Remarkably, extensive cerebral infarction was observed in our patient. Cerebral infarction, typically lacunar infarction at the basal ganglia, develops in 4-32% of patients with CM (12). Cryptococci invade the parenchyma through the blood-brain-barrier at the micro vessels surrounded by the VRS. Dilated VRS filled with cryptococcus is commonly seen in the basal ganglia (13) and is associated with an enhanced frequency of CM-related brain lesions, including ischemic events, in the same territory (14). However, a brain MRA in our patient showed varying degrees of major cerebrovascular stenosis at the circle of Willis, resulting in multiple and extensive cerebral infarctions. In addition, the cerebrovascular stenosis disappeared after treatment with antifungal drugs and steroids, suggesting that vasospasm due to inflammation was the cause of the ischemic events. Thus, severe vascular injury and brain tissue infarction might explain the involvement of immunological mechanisms in our patient.

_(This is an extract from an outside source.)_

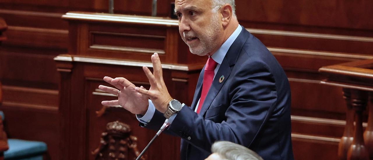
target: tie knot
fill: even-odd
[[[217,63],[214,61],[211,57],[209,57],[207,62],[206,63],[206,67],[205,67],[205,71],[213,71],[215,70],[215,67]]]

In summary, this case illustrates the possibility of the coexistence of CM with autoimmune encephalitis in adults. When abnormal MRI signals in the hippocampus are observed in patients with CNS infections, it is necessary to consider whether or not the brain damage might be due to NMDA receptor antibody.

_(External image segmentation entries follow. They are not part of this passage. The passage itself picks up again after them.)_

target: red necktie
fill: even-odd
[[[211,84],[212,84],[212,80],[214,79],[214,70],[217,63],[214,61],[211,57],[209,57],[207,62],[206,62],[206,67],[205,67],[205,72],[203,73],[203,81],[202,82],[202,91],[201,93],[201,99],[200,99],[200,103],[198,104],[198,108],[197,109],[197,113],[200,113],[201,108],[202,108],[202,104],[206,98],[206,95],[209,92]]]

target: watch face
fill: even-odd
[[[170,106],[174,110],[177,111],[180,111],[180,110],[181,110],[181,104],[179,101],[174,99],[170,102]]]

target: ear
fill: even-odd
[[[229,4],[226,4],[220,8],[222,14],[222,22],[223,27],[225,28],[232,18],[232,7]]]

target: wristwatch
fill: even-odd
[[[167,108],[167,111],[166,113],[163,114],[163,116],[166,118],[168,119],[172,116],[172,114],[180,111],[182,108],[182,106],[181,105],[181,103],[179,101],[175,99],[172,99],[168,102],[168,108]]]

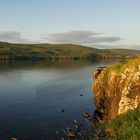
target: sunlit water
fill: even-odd
[[[56,140],[73,120],[85,124],[82,113],[95,110],[92,72],[110,63],[1,62],[0,140]]]

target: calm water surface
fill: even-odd
[[[92,71],[109,64],[0,62],[0,140],[56,140],[73,120],[84,124],[95,110]]]

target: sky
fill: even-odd
[[[140,50],[140,0],[0,0],[0,41]]]

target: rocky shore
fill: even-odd
[[[140,106],[140,58],[94,71],[96,108],[110,121]]]

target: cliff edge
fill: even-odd
[[[99,68],[93,75],[95,105],[104,120],[140,106],[140,58]]]

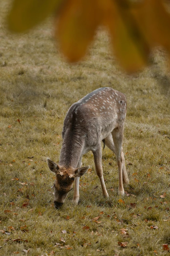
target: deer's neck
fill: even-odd
[[[71,129],[66,132],[62,147],[59,164],[76,168],[84,146],[82,136]]]

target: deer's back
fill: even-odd
[[[62,136],[69,129],[89,140],[103,139],[124,123],[126,111],[126,99],[123,94],[108,87],[97,89],[70,108]]]

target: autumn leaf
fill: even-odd
[[[165,192],[163,195],[162,195],[160,196],[160,197],[161,198],[164,198],[166,196],[166,193]]]
[[[131,207],[133,207],[133,208],[135,208],[136,206],[136,205],[135,203],[131,203]]]
[[[100,24],[97,0],[70,0],[57,22],[56,37],[62,51],[74,62],[84,57]]]
[[[28,240],[26,239],[21,239],[21,238],[17,238],[16,239],[14,239],[12,240],[12,242],[16,242],[18,243],[21,243],[21,242],[25,242],[26,243],[28,243]]]
[[[157,226],[150,226],[151,229],[158,229],[158,227]]]
[[[27,183],[26,182],[20,182],[20,181],[19,181],[19,183],[20,183],[20,184],[21,184],[21,185],[28,185]]]
[[[18,178],[13,178],[11,179],[11,180],[19,180]]]
[[[128,243],[127,242],[118,242],[118,245],[122,247],[125,247],[127,246]]]
[[[57,11],[61,0],[14,0],[8,17],[9,29],[21,33],[31,28]]]
[[[164,244],[163,245],[162,247],[163,247],[163,249],[164,251],[169,251],[169,248],[167,244]]]
[[[94,221],[97,220],[100,218],[100,216],[98,217],[95,217],[95,218],[93,218],[93,220]]]
[[[88,230],[90,228],[88,226],[85,226],[83,227],[83,229],[84,229],[85,230]]]

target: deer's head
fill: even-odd
[[[64,203],[68,193],[73,189],[75,178],[81,177],[87,171],[90,166],[75,169],[60,166],[47,158],[48,165],[51,171],[55,173],[54,183],[55,207],[57,209]]]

The authors state that they have no Conflict of Interest (COI).

Financial Support

This work was supported by grants from the Nervous and Mental Disorders and Research Labour, Japan. Some laboratory tests, including anti-N-methyl-D-aspartate receptor (NMDA) receptor antibodies and anti-glutamate receptor (GluR) ε2, ζ1, and δ2 (GluN2B, GluN1, and GluD2) antibodies, that are not covered by public health insurance were performed by commercial laboratories using these funds.